There are times in life when you miss something totally obvious, despite all the signs telling you exactly what you’re ignoring. The first time I had stinky tofu was one of those times.
Stinky tofu, or chou dou fu, is a form of fermented tofu popular at both Chinese and Taiwanese street markets. Its flavor is complex — savory, sour, and even a little sweet — but it’s better known for its scent, which some liken to hot garbage or rotting meat.
The smell and taste, like cilantro, oysters, or any number of strong-flavored foods, are either delicious or completely confounding, depending on the person. But as for why I assumed something literally called “stinky tofu” wouldn’t have a strong smell? That is beyond me.
I missed what, in retrospect, was even more obvious than the smell: the fact that this single, smelly dish would completely change how I thought about food, especially how I thought about meat.
When I tried the tofu at Brooklyn’s Win Son restaurant, I’d been a vegetarian for one month. It was sort of a trial run — I wanted to see how, and if, a plant-based diet worked for me.

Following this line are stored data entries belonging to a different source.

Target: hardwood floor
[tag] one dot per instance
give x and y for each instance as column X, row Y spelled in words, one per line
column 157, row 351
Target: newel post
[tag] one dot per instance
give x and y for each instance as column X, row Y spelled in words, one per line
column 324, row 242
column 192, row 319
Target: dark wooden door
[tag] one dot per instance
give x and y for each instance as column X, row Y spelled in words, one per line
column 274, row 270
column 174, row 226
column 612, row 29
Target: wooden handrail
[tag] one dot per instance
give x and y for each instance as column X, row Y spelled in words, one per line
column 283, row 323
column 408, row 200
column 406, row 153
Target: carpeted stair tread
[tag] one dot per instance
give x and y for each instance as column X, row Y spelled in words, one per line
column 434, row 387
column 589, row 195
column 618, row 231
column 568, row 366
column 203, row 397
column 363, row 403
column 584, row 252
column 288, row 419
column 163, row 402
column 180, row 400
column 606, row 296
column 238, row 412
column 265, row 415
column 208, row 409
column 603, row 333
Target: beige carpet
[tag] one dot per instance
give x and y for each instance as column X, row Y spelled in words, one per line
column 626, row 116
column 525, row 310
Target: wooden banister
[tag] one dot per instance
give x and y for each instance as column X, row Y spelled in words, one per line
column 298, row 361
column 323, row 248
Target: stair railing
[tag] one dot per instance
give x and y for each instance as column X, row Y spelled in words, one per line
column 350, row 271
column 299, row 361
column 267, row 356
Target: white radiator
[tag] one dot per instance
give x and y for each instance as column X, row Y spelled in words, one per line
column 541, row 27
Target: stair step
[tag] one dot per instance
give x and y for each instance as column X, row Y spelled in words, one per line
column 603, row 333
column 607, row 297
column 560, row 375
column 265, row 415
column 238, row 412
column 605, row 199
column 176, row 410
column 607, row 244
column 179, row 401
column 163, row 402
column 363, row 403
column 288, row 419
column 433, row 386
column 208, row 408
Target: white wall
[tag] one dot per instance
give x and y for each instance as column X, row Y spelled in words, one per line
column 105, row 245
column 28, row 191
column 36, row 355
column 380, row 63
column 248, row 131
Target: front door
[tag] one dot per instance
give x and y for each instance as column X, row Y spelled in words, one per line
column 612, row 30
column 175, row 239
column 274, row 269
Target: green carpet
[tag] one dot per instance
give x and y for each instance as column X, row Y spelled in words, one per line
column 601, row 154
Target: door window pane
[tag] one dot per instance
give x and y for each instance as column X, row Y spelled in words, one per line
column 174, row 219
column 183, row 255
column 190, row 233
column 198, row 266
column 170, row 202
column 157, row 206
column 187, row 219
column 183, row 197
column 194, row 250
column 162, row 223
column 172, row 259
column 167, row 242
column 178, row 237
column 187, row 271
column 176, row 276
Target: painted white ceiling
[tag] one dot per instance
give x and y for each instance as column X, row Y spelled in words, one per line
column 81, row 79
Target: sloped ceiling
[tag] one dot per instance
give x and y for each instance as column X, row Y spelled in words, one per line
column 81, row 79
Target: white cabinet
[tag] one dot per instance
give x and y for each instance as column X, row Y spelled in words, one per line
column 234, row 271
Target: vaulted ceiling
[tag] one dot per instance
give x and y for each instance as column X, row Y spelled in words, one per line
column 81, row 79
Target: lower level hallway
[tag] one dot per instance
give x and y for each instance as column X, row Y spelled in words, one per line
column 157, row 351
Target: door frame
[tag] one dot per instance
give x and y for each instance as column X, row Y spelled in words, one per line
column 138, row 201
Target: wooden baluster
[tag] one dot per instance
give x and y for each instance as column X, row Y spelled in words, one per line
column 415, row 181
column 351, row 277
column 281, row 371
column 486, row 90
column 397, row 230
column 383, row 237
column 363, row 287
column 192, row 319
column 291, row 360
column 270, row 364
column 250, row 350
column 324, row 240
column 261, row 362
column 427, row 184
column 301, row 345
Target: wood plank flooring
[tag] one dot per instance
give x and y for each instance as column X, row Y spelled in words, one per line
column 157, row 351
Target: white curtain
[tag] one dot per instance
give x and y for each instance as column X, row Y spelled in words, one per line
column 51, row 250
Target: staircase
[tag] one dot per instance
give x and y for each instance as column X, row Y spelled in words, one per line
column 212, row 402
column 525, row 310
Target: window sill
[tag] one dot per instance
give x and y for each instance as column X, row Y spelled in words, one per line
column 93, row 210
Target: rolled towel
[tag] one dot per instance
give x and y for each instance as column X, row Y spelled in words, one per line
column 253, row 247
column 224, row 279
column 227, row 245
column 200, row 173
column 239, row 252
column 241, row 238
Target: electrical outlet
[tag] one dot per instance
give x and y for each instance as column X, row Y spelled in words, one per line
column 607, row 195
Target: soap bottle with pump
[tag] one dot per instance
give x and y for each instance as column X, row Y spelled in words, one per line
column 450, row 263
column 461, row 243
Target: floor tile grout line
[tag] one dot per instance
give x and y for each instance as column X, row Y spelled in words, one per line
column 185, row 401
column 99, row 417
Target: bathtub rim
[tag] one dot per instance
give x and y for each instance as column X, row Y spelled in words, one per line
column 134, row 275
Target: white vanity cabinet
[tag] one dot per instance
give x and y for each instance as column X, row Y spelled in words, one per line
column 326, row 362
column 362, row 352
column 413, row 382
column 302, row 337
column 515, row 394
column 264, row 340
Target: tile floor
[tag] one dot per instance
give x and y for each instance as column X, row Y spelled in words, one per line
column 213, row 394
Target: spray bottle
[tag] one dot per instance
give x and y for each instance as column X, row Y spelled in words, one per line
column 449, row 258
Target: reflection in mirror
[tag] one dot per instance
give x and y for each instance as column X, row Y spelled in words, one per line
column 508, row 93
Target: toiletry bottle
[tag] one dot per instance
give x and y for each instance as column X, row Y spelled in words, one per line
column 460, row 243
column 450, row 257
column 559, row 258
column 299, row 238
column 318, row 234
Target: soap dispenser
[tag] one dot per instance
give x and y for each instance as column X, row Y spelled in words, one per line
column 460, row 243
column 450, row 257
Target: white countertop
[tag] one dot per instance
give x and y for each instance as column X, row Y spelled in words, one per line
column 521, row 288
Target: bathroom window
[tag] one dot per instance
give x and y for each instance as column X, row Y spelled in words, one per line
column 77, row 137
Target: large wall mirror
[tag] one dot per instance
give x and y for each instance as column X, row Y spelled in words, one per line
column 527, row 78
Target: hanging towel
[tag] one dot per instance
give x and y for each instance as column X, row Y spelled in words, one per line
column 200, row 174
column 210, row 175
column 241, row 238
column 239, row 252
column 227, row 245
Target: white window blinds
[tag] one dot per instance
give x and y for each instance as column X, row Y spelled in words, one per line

Three years later, I’d describe my eating habits as plant-first, or “plant-forward.” I eat meat on special occasions — like during my dad’s famous family grill-outs or when a trip to Texas demands a stop at La Barbecue or Terry Black’s — but at a normal meal, my mind is on greens, legumes, grains, fruits, roots, soy, spreads, dips, curries, sauces, and of course, dessert.

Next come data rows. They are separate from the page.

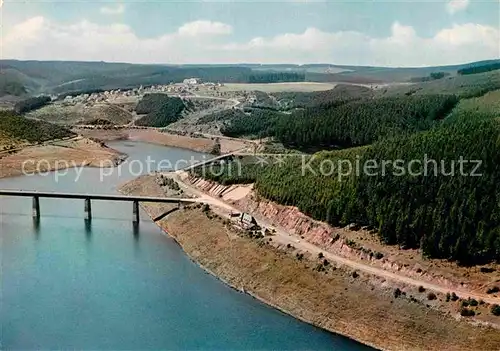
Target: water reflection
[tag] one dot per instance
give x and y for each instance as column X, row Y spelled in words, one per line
column 36, row 226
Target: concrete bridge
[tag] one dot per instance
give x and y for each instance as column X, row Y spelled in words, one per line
column 36, row 195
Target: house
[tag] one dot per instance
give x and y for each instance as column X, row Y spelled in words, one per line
column 247, row 221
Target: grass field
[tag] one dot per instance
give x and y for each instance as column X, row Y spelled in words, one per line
column 279, row 87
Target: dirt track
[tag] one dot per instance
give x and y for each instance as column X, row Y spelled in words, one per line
column 284, row 237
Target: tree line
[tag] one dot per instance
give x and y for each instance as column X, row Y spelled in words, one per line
column 160, row 109
column 31, row 104
column 446, row 211
column 275, row 77
column 21, row 128
column 447, row 207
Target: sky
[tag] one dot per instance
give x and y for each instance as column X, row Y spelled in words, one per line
column 393, row 33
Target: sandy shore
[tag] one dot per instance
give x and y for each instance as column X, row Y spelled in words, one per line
column 335, row 298
column 59, row 155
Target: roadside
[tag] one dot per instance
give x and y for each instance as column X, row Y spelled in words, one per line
column 56, row 155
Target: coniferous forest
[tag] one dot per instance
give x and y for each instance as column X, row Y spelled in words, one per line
column 447, row 202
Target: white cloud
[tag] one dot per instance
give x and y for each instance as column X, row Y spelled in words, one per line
column 211, row 42
column 110, row 10
column 457, row 5
column 205, row 28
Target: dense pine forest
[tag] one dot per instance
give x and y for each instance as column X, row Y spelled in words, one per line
column 275, row 77
column 160, row 110
column 31, row 104
column 479, row 69
column 20, row 128
column 437, row 191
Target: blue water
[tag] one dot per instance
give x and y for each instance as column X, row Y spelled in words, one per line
column 67, row 283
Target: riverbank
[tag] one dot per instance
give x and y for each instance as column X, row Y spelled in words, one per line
column 199, row 144
column 335, row 298
column 58, row 155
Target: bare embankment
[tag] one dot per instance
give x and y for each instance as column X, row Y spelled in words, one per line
column 317, row 291
column 58, row 155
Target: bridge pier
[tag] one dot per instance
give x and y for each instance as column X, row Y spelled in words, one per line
column 88, row 209
column 135, row 212
column 36, row 207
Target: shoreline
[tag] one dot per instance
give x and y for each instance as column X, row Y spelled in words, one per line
column 336, row 303
column 266, row 302
column 58, row 156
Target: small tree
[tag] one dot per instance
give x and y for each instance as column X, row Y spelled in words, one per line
column 495, row 310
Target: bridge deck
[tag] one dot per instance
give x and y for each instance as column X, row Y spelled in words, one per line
column 94, row 196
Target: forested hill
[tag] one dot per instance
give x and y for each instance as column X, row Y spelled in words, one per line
column 438, row 192
column 362, row 122
column 160, row 110
column 446, row 214
column 16, row 127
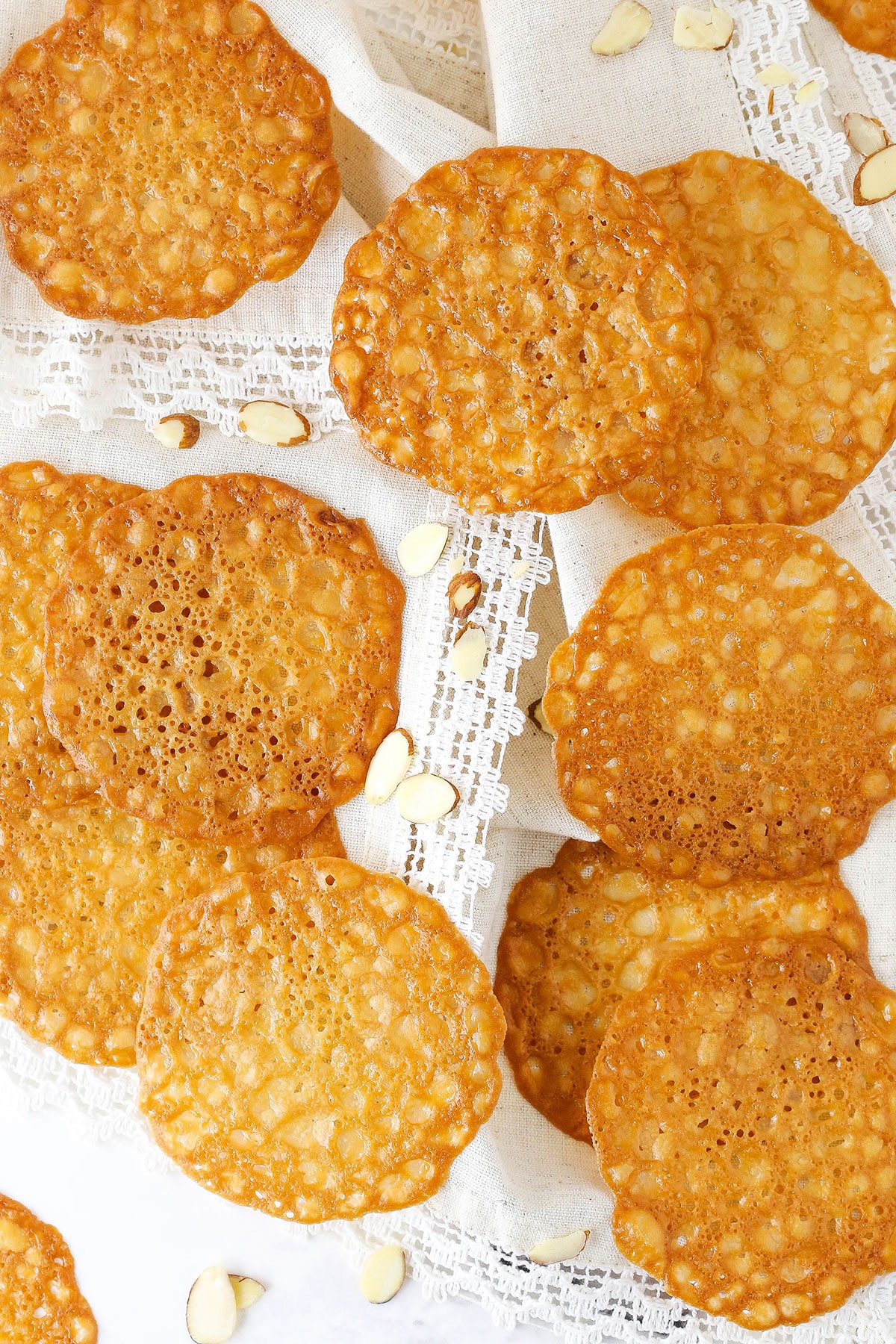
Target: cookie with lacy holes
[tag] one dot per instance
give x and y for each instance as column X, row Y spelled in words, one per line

Other people might call this “flexitarian” or “climatarian,” but to me, it just means eating a lot of really yummy food that also happens to be healthy, cost-effective, and better for the environment.
Frankly, it’s also more fun. Because the most surprising, mind-blowing part is that by limiting my meat intake, I massively expanded my palate.
The most recent data shows that an average American eats almost 220 pounds of meat per year, about three times more than the global average. This makes sense, as Americans are historically great at growing, processing, and cooking meat.
That’s why, despite the increasing popularity of plant-based food products, so many of our meals — or dinners, at least — are still centered around some kind of animal protein. When I started toying with a plant-based diet, I had no idea what I’d cook for myself.
And then, I tried the stinky tofu.
My friends and I ordered it on a whim, deciding we needed one more meatless plate to appease the vegetarians. The result was one of the strangest, most fascinating food experiences I’ve ever had. The dish smelled hot and pungent, like a trash-scented Glade PlugIn. But the taste was complex, both disarmingly hot and addictively savory. I couldn’t stop eating it.
The last three years have been similarly bizarre. I’ve cooked, meal-prepped, and ordered my way through every genre of food imaginable — from sweet soba noodles and East African pastries to Salvadoran pupusas and kimchi fried rice. I’ve eaten tastier, higher-quality, and more surprising kinds of food than ever before.
Could I have done all that with meat? Sure, but I didn’t. By limiting my options, I expanded my appetite, forcing myself out of the mindset that nearly all dinners must feature a meat, a starch, and a veggie.
There are lots of reasons to cut meat out of your dinners, even for just one or two nights a week. The health benefits are wide-ranging. Inflation has made meat extremely costly. And cutting back even a little can have a huge effect on the climate, considering that, worldwide, animal agriculture accounts for around 15% of the polluting gases that are overheating our planet.
Flavor is a harder benefit to quantify, but would anyone argue that it’s not important? In an interview with Bloomberg, dietician Dawn Blatner suggested that those looking to eat more plants should try cooking one meatless meal per week.
By the end of the year, anyone taking Blatner’s advice would have tried 52 new dishes. That in itself seems pretty worthwhile.